How AMPH augments vesicular DA release is unknown, but potential mechanisms are suggested by other DAT inhibitors. Cocaine and methylphenidate act on DA storage pools associated with synapsin (Venton et al. 2006; Kile et al. 2010) and α-synuclein (Chadchankar et al. 2012), respectively. Several DAT inhibitors re-distribute cytosolic and membrane-bound vesicles (Riddle et al. 2002, 2007; Volz et al. 2007) and increase vesicular DA uptake (Brown et al. 2001; Volz et al. 2008). As a drug with complex actions, AMPH could exert additional, unique effects, including the inhibition of DA degradation (Scorza et al. 1997) and activation of DA synthesis (Kuczenski 1975) leading to elevated cytosolic DA levels and vesicular packaging, promoting exocytosis by liberating intracellular Ca2+ stores (Mundorf et al. 1999), and increasing membrane excitability as a DAT substrate (Ingram et al. 2002).

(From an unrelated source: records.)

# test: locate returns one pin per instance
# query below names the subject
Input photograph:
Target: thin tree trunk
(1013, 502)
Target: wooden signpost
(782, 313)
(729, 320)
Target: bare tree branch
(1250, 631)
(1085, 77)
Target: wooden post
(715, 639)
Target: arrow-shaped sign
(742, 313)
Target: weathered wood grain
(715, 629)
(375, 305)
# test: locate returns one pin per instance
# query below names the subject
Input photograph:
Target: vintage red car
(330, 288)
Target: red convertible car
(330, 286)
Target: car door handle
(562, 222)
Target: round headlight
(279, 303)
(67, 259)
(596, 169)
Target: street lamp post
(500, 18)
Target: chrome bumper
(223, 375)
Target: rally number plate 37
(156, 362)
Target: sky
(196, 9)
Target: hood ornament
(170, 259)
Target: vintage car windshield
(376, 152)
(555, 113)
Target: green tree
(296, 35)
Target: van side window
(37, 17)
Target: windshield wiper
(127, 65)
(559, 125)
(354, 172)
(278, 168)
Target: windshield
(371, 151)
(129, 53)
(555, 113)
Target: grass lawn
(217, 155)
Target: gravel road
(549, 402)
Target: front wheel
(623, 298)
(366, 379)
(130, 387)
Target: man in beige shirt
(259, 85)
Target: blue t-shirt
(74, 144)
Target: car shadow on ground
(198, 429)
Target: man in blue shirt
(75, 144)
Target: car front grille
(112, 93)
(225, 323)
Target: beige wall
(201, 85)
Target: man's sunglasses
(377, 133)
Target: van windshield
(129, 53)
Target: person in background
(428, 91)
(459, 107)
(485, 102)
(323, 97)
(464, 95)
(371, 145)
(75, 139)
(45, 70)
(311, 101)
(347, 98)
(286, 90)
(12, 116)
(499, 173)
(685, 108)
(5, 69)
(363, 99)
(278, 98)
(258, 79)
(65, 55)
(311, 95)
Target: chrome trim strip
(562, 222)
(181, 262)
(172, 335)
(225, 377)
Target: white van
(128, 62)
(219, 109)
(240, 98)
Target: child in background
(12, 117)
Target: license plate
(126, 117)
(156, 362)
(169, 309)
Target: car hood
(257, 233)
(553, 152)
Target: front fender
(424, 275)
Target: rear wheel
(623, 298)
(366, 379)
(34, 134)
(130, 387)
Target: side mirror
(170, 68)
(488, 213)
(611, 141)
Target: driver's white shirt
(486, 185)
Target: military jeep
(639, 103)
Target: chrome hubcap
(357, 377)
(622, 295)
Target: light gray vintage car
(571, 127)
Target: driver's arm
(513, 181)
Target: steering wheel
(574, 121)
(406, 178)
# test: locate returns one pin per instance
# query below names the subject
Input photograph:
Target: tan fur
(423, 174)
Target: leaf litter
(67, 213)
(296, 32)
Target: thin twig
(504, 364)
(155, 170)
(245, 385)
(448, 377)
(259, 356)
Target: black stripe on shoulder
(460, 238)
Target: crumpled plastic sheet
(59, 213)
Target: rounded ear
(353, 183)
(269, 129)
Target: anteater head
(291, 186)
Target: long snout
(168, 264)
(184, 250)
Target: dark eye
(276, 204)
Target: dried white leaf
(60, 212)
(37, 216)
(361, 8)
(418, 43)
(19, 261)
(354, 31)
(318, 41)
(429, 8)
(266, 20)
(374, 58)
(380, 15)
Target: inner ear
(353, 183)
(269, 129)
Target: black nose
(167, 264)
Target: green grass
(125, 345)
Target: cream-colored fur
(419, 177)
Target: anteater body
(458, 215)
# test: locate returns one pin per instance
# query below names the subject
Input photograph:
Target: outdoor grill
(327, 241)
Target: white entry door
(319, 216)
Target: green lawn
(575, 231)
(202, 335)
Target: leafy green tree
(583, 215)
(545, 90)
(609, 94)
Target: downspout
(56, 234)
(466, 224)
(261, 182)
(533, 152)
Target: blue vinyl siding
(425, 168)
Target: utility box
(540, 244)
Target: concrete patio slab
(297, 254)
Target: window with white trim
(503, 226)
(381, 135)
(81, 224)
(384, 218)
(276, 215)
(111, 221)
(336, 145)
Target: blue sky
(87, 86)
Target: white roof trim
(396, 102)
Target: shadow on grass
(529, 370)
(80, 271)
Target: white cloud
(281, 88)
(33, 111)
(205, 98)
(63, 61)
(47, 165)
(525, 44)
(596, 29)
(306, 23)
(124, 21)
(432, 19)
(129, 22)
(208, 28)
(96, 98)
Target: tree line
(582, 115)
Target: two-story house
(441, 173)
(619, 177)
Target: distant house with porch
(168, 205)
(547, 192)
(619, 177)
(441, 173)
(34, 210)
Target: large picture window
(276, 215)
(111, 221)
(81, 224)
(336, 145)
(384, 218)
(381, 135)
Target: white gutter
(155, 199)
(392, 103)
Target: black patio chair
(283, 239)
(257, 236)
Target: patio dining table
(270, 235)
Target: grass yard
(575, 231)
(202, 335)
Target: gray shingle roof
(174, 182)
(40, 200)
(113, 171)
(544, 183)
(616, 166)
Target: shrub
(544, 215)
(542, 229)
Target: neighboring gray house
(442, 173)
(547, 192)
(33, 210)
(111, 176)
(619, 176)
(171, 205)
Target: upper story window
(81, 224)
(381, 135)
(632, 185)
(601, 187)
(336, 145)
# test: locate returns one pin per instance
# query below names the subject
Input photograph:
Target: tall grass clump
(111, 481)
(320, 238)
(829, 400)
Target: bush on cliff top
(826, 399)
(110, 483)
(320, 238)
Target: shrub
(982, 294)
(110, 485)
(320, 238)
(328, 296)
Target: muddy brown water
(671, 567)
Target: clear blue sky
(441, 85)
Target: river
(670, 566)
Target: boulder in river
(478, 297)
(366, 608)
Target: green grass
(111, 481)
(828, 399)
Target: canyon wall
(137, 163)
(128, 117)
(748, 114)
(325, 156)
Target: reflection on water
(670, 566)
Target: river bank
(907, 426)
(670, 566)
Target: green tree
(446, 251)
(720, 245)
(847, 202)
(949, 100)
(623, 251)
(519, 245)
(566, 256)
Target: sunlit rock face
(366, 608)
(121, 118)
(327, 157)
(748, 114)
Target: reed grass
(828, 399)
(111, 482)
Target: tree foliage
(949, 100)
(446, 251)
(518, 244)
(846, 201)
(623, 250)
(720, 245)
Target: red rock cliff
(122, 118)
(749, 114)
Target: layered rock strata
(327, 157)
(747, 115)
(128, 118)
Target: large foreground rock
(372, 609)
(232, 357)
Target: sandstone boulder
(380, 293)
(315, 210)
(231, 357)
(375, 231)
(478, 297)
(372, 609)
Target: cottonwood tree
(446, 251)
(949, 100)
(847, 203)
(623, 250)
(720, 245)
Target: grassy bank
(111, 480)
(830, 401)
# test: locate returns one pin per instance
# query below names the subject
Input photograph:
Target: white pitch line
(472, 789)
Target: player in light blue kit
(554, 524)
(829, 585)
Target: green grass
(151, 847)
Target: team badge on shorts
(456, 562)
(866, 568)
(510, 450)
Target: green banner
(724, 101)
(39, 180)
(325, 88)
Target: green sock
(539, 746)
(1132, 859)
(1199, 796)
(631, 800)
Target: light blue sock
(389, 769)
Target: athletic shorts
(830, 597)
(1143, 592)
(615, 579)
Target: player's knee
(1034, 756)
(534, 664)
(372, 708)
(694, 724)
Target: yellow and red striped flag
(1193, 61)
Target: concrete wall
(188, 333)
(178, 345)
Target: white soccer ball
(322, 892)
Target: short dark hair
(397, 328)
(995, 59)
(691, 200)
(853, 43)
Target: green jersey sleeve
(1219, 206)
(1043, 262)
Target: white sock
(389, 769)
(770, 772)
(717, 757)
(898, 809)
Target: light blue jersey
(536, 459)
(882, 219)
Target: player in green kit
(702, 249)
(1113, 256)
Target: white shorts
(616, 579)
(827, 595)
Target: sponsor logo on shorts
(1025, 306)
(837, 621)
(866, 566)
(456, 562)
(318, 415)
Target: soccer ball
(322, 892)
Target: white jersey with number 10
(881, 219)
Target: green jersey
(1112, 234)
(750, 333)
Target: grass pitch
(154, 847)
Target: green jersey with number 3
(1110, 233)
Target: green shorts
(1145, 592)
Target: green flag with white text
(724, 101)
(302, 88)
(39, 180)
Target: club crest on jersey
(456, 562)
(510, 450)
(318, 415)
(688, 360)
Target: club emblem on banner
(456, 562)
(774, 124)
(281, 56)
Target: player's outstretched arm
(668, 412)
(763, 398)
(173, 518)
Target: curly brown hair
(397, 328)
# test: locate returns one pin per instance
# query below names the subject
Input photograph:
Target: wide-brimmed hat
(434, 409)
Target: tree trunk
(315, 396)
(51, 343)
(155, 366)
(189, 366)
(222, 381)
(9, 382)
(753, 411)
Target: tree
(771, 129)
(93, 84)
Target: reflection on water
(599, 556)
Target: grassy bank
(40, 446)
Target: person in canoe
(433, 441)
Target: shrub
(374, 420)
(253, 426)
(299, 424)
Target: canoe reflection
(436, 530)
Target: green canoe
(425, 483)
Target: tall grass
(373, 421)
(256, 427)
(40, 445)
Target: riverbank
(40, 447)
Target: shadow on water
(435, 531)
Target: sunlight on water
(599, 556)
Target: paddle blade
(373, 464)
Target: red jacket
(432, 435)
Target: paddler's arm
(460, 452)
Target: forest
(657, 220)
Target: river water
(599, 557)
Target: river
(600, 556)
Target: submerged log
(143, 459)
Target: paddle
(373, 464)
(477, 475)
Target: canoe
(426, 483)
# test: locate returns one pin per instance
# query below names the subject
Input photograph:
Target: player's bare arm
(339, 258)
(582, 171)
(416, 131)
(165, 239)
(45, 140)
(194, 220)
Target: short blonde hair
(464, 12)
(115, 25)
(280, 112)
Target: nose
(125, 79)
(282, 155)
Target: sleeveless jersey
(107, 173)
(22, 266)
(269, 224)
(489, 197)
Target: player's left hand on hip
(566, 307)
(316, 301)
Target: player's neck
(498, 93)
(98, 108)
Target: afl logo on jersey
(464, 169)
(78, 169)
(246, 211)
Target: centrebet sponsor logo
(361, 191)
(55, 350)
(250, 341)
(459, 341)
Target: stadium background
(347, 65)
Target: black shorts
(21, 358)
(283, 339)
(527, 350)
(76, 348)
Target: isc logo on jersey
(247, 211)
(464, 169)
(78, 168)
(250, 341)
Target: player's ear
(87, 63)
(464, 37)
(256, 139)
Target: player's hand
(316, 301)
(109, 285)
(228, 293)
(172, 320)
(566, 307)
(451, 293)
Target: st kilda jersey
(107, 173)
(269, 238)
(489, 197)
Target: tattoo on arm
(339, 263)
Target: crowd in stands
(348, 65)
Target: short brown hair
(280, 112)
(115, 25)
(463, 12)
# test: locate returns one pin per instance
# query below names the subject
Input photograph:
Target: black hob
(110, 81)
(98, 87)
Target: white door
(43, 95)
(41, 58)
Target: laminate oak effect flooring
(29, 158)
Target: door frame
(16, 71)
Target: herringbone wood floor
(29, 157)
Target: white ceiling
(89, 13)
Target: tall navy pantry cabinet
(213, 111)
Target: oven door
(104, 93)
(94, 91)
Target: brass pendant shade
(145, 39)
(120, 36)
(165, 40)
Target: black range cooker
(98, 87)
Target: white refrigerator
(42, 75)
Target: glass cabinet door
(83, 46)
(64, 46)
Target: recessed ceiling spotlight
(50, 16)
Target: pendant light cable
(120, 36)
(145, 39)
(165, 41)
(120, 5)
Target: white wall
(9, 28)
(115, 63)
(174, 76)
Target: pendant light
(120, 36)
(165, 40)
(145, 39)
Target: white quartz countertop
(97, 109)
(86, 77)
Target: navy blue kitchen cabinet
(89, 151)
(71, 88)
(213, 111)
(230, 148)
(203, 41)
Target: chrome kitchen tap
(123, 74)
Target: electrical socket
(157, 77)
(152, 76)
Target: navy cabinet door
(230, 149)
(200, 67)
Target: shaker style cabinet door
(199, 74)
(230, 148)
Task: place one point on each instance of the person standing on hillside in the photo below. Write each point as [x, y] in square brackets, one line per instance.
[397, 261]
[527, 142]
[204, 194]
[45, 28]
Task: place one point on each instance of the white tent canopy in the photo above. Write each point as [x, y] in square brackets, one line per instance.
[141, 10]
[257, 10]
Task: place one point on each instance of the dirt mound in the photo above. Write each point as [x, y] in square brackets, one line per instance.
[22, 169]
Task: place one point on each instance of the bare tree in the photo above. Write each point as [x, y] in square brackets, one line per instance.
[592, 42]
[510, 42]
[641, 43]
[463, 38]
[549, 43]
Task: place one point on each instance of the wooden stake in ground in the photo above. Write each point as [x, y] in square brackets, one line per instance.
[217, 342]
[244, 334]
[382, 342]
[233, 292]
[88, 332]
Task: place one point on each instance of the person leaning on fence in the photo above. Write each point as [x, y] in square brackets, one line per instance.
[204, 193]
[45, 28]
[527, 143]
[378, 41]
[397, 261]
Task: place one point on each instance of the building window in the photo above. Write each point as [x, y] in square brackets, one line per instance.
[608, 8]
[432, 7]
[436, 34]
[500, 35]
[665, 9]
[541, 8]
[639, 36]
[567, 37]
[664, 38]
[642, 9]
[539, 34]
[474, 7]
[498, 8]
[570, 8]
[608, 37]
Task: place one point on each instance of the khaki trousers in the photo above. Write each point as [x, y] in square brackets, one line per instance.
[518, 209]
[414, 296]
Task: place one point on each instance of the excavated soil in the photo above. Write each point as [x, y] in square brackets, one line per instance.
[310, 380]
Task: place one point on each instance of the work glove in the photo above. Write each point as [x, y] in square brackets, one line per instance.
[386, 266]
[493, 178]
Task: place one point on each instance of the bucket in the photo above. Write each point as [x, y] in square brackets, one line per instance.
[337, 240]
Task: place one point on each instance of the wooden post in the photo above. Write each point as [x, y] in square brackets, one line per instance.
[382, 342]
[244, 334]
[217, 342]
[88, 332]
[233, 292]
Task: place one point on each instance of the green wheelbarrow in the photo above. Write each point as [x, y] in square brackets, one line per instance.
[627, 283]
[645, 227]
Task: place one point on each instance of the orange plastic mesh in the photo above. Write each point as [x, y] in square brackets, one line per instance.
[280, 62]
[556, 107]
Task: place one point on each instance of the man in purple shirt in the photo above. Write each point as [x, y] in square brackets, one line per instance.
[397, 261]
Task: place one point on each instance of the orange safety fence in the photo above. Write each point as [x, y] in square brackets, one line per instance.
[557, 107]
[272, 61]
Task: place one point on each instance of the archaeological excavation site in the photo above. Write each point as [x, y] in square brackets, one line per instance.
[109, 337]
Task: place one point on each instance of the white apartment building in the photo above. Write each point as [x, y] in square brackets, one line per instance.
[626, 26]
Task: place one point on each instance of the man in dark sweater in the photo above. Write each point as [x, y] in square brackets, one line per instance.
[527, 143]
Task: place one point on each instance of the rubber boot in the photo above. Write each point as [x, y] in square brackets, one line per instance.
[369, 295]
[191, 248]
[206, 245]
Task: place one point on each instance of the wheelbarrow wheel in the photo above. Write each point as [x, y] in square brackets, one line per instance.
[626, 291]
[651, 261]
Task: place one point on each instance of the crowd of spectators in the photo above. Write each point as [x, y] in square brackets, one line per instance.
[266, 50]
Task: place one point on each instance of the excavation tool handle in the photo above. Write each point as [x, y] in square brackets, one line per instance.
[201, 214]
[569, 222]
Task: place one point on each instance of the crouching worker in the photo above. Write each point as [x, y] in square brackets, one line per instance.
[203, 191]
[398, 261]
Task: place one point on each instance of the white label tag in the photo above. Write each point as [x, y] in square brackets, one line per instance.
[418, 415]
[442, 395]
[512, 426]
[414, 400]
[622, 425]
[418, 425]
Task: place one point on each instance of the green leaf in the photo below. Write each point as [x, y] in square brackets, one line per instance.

This study used voltammetry and electrical stimulation to investigate the mechanism by which AMPH augments vesicular DA release in dorsal and ventral striata in vivo. We employed an experimental design previously used to demonstrate that amfonelic acid and cocaine reinstate vesicular DA release after its near-complete depletion (Ewing et al. 1983; Kuhr et al. 1986; Venton et al. 2006). These results were interpreted as the two psychostimulants mobilizing the reserve DA pool to replenish the readily releasable DA pool independently of an action on DA synthesis, because tyrosine hydroxylase was pharmacologically blocked. However, vesicular mobilization was not directly assessed and thus not proven. We selected this design, because the robust response serves as a gauge of AMPH's effectiveness and because amfonelic acid and cocaine are perhaps the best-established DAT inhibitors for up-regulating vesicular DA release. Indeed, amfonelic acid has been recognized for decades as an archetypal enhancer of vesicular release (Aceto et al. 1970; Shore 1976), and this cocaine effect manifests across brain-slice (Jones et al. 1995; Lee et al. 2001; Kile et al. 2010), anesthetized (Ramsson et al. 2011b), and awake (Oleson et al. 2009) preparations. Because AMPH could conceivably act by inhibiting DA degradation, in addition to activating DA synthesis, we modified the design to also incorporate pharmacological blockade of monoamine oxidase, in order to assess the respective contributions of both pre-synaptic mechanisms. The experimental design also permitted resolving the respective contributions of vesicular DA release and DA uptake to observed AMPH-induced changes in electrically evoked DA levels. The hypothesis tested was that AMPH distinctly up-regulates vesicular DA release in striatal sub-regions by differentially targeting DA synthesis and degradation. Our results are consistent with a mechanism of AMPH action characterized by generalized uptake inhibition and up-regulation of vesicular release across striatal sub-regions, but a specific degradation- and synthesis-sensitive enhancement of vesicular release in the dorsal striatum only.